As an AP English class, your class turned out to be way different than what I expected. I envisioned your class to be spent memorizing and learning the technical terms associated with the rhetoric of English. However, it’s kind of funny because my Latin teacher taught me more technical terms and actual English content than you did. Every day he elaborates on the presence and usage of terms like: metonymy, synecdoche, asyndeton, hysteron-proteron, etc. as we analyze the Aeneid. But your class really proves that success is possible on the AP exam without knowing this intellectual-sounding verbiage. Being a student who never really struggled with writing before but was never really amazing at it, the timed nature of the writing proved to be a challenge for me. Since your class was built around the AP exam itself, I thought that your methods along with the countless number of practice we did was very good preparation for the test.

With that said, even after spending a lot of time learning how to write “organically”, I still found it difficult to use this approach to the analysis essay. I thought this approach was more accessible depending on the prompt and the piece to be analyzed. I found it challenging to use the “organic” approach to every analysis essay. However, after reading so many of the standard five-paragraph essays, I really liked the “organic” style and I thought that it inevitably made the writing more engaging, thus leading to a higher score. So, I think you should definitely introduce this approach sooner and should spend more time getting your students accustomed to using it. Try to maybe go through an analysis essay together with the class and write a live class essay to more effectively teach them how to write in this style. I think that nurturing the “organic” approach will yield better results on the analysis essay than the tedious Socratic seminars. 

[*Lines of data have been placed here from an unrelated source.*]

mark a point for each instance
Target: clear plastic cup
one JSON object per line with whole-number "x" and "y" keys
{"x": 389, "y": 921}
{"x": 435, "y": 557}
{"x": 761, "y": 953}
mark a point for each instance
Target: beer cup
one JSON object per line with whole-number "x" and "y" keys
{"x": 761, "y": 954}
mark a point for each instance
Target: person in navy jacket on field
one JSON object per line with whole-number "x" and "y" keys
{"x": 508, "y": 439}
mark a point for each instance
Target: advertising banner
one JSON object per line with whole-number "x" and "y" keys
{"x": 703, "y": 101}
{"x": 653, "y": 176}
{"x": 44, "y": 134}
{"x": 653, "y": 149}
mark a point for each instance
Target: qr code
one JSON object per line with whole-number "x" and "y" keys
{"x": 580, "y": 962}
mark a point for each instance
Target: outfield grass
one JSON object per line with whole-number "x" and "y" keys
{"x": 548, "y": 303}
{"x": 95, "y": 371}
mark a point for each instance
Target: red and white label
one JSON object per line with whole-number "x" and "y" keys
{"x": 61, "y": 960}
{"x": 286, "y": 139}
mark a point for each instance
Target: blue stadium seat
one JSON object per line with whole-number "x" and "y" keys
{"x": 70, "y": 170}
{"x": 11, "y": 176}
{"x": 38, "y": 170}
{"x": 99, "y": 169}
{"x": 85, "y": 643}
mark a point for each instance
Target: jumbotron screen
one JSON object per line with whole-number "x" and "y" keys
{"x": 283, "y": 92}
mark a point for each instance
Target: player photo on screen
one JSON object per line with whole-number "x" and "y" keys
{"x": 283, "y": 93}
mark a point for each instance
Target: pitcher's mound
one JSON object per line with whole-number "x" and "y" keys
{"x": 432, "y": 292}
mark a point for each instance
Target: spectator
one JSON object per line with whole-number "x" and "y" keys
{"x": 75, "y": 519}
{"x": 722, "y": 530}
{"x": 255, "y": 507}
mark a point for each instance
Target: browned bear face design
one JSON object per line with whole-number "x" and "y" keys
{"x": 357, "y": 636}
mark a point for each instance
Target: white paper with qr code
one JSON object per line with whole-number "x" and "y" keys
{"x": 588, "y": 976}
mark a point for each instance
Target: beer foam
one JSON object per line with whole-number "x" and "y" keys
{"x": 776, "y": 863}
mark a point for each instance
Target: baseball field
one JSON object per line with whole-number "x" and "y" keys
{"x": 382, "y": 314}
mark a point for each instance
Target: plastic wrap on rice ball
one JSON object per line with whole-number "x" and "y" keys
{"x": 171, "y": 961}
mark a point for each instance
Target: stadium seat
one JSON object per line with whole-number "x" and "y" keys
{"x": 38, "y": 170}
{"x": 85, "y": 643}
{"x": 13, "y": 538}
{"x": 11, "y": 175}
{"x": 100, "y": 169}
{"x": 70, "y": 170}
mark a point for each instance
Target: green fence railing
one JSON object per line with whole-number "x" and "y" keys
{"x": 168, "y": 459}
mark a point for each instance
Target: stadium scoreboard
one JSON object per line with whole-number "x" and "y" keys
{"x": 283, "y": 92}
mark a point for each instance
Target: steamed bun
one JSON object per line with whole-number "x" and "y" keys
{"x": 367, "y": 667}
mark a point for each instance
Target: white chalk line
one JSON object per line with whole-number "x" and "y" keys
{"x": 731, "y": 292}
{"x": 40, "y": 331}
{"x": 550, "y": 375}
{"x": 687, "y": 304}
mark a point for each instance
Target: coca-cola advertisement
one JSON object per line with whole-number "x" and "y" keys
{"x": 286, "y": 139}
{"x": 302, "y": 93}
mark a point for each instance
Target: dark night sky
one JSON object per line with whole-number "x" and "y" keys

Yes, like most other students, I will now also talk about the finals. First of all, you making the finals a project instead of a written exam gave me very mixed emotions. In some ways, I appreciated the fact that the finals were indeed more “artistically” engaging, but they were nevertheless still stressful, and in some moments they produced more stress than a written exam. Personally, I thought the speech project was a great experience. It may be weird to say, but I kind of “liked” writing my speech in that it was not that difficult to share my thoughts on a topic I chose. Although the actual speech delivery was indeed nerve-wracking, it proved to be a valuable experience. On the other hand, I really dislike the 2nd semester final. I think that it requires too much prior video production experience/knowledge that most students don’t (or don’t need to) have. I guess that it will also be a nice experience, but as of now it is generating too much stress that I don’t need after just taking a bunch of AP exams and preparing for finals.